For decades, people mistakenly believed the photo was taken on the roof of the U.S. Embassy. In fact, it was a nearby CIA safehouse. The next day, South Vietnam ceased to exist.
Thirty years later, Van Es returned to Vietnam to revisit old battlegrounds like Hamburger Hill. At the War Remnants Museum in Ho Chi Minh City, he saw one of his own photos miscaptioned as showing American troops “fleeing.” In truth, they were advancing. When he asked for a correction, museum officials refused. “I took those photos for future generations—for history,” Van Es said. “I will not allow them to be distorted for propaganda.”
The War’s Long Shadow, 1975–2025
Eddie Adams died in 2004, Van Es in 2009. Nick Út remained with the Associated Press for years after his famous shot. The U.S. lifted its embargo on Vietnam in 1994, normalized diplomatic relations in 1995, and signed a trade agreement in 2001. Yet 1,319 American soldiers remain missing in Vietnam, out of 1,731 across Southeast Asia.
Many U.S. and Vietnamese cities have since become sister cities—San Francisco with Ho Chi Minh City, Newport Beach with Vũng Tàu, Seattle with Hải Phòng, Pittsburgh with Đà Nẵng. But not all Americans embrace these partnerships. In Fayetteville, North Carolina, home to Fort Bragg, many veterans—especially from the 82nd Airborne Division—were upset that their city paired with Sóc Trăng, where some had served during the war.

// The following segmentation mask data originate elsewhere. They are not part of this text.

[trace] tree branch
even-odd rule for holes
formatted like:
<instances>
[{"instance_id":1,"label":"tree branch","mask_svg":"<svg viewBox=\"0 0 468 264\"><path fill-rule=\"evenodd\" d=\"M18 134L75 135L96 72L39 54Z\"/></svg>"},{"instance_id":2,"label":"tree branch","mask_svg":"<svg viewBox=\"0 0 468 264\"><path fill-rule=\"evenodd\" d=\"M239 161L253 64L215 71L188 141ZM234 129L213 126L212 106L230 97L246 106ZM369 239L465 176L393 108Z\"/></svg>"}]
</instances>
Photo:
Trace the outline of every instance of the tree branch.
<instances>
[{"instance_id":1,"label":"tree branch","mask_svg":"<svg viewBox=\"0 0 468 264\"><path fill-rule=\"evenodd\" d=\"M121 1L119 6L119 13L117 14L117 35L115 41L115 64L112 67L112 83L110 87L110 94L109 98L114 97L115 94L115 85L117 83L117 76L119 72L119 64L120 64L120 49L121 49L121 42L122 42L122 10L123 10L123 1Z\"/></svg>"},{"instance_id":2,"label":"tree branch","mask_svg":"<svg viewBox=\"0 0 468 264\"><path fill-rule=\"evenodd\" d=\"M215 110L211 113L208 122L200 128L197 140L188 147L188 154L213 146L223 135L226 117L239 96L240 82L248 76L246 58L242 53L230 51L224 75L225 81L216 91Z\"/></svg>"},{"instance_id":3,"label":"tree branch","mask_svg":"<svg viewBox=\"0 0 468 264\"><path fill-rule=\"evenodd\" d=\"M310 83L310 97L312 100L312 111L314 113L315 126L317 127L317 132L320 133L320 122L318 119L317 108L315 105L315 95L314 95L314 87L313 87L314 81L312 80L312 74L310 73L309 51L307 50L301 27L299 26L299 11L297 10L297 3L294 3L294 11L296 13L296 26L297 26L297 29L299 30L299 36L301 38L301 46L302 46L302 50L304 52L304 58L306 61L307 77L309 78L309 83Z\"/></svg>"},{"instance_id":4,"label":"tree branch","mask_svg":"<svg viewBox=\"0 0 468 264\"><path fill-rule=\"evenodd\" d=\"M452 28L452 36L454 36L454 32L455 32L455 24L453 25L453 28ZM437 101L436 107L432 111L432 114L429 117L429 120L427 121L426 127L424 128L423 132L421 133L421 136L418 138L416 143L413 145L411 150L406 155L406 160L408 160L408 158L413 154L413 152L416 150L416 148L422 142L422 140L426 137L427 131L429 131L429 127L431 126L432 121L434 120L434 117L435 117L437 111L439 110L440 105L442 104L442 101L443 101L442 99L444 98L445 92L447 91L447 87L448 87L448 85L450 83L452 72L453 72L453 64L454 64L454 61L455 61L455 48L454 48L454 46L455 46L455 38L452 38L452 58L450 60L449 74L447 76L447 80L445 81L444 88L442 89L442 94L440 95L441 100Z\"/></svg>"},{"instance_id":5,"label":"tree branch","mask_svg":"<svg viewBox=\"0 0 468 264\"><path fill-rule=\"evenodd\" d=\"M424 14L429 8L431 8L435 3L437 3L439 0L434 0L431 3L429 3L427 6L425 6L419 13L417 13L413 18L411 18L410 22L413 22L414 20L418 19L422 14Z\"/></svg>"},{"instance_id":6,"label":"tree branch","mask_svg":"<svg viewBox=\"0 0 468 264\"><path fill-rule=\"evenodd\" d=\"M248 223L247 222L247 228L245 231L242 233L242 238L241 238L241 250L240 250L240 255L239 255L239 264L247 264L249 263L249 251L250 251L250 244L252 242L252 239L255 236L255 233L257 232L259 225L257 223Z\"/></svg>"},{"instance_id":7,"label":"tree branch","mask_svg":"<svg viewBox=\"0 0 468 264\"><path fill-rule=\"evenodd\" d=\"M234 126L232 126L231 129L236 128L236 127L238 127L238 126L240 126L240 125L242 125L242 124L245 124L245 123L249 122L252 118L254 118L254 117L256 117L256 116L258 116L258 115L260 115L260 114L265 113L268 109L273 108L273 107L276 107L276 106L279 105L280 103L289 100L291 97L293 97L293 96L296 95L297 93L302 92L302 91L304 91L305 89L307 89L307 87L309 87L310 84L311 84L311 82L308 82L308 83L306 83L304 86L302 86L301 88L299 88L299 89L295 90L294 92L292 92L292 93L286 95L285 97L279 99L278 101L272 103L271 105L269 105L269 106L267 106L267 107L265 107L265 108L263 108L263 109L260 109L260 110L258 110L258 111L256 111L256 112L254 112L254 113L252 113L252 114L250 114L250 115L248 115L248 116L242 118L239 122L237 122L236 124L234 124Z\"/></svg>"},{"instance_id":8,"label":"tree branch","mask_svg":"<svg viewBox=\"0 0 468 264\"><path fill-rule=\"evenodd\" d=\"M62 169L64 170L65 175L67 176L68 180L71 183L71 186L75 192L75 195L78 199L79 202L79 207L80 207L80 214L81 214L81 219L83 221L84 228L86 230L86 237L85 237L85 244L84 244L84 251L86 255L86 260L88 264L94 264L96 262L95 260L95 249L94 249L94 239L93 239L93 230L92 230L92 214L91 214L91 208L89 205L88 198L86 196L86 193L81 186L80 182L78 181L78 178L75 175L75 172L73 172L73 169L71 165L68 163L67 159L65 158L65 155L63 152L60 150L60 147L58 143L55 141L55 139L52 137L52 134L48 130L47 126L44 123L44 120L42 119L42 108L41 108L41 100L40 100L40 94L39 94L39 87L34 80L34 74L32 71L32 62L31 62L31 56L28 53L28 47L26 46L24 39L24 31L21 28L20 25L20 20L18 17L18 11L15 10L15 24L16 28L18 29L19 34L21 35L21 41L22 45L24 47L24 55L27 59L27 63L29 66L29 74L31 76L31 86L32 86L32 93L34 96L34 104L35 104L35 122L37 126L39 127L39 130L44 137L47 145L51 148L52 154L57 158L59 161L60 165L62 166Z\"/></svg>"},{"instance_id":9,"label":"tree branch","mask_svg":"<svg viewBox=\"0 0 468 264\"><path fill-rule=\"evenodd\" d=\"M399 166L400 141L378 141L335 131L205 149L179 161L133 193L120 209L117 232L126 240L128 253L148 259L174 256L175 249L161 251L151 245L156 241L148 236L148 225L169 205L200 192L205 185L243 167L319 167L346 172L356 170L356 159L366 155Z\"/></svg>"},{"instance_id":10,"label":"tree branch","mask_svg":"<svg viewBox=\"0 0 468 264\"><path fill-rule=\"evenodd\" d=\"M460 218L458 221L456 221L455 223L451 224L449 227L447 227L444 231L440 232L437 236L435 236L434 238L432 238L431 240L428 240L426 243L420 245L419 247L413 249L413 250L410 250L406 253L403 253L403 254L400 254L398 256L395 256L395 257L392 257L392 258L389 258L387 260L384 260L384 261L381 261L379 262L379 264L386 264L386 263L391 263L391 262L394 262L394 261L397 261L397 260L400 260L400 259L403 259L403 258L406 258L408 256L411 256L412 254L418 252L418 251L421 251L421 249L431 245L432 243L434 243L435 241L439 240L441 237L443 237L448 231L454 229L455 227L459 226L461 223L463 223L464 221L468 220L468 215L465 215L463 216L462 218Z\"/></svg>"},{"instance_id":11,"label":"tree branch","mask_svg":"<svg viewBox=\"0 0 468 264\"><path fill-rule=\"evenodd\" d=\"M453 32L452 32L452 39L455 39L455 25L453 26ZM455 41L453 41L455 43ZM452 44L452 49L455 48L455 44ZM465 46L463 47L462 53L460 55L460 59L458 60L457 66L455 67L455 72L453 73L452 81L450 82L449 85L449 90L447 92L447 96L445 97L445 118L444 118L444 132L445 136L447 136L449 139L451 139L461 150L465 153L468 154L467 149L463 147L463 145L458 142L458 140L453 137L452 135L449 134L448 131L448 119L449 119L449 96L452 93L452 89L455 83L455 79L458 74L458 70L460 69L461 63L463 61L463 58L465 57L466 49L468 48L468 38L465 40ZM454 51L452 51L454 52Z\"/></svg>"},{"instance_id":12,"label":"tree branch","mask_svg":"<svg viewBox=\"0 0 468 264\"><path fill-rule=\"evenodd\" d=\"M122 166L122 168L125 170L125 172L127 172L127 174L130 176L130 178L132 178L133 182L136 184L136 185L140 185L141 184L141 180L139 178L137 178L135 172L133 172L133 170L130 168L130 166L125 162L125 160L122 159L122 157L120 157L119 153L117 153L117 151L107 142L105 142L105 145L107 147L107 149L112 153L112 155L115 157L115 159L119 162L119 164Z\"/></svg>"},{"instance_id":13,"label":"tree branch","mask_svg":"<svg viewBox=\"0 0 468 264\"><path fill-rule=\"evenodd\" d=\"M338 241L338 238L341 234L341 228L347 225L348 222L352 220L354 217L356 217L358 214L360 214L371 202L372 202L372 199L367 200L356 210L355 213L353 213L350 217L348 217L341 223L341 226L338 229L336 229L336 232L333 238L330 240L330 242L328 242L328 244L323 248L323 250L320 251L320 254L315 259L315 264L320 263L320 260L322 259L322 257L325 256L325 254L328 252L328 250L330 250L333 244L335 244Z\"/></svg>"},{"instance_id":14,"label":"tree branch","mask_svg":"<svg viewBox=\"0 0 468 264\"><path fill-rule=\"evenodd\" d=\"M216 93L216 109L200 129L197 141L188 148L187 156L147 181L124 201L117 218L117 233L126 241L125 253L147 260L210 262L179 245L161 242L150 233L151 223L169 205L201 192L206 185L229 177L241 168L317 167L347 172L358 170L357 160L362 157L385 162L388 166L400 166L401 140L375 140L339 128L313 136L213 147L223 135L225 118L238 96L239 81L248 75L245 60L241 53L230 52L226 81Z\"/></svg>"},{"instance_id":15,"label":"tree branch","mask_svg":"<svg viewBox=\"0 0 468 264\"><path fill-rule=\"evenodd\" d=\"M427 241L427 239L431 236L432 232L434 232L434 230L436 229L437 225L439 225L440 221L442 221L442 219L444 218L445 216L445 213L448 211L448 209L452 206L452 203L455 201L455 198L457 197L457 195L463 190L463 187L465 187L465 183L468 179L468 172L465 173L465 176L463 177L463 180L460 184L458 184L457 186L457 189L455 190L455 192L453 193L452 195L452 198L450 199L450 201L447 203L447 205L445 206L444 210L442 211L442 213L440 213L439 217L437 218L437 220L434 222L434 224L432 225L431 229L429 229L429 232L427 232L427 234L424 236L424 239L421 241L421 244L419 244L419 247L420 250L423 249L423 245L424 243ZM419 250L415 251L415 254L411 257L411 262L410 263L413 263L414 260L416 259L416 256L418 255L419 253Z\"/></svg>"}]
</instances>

Books and documentaries have helped peel back the layers of propaganda and memory, offering new perspectives on the conflict. Titles like The Winning Side, The Lightbulb, Vietnam Wikileaks, The Defeated, and When Allies Abandon join films like The Last Days in Vietnam and Ride the Thunder in offering alternative views to Hollywood portrayals like Full Metal Jacket and Apocalypse Now.
A Nation Divided by Memory
The war’s toll was staggering: 58,220 American soldiers, and between 1.5 to 3.6 million Vietnamese lives lost, including civilians. After 1975, an estimated 200,000 people were sent to reeducation camps; many later resettled in the U.S.
Former South Vietnamese President Nguyễn Văn Thiệu famously said, “Don’t listen to what the Communists say, watch what they do.” Meanwhile, Northern leader Lê Duẩn once declared, “When we entered the South, we were fighting for China and the Soviet Union.” Perhaps the most truthful reflection came from a Hanoi official who said, “April 30 was a day when millions celebrated, and millions mourned.”
Fifty years after the war’s end, reconciliation remains elusive. In America, overseas Vietnamese communities continue to commemorate April 30 as a Day of Mourning—wearing black, holding vigils, and singing songs of longing. Meanwhile, in Vietnam, April 30 is celebrated as Reunification Day, with parades and banners from north to south—even as long lines persist outside U.S. consulates from people hoping to leave.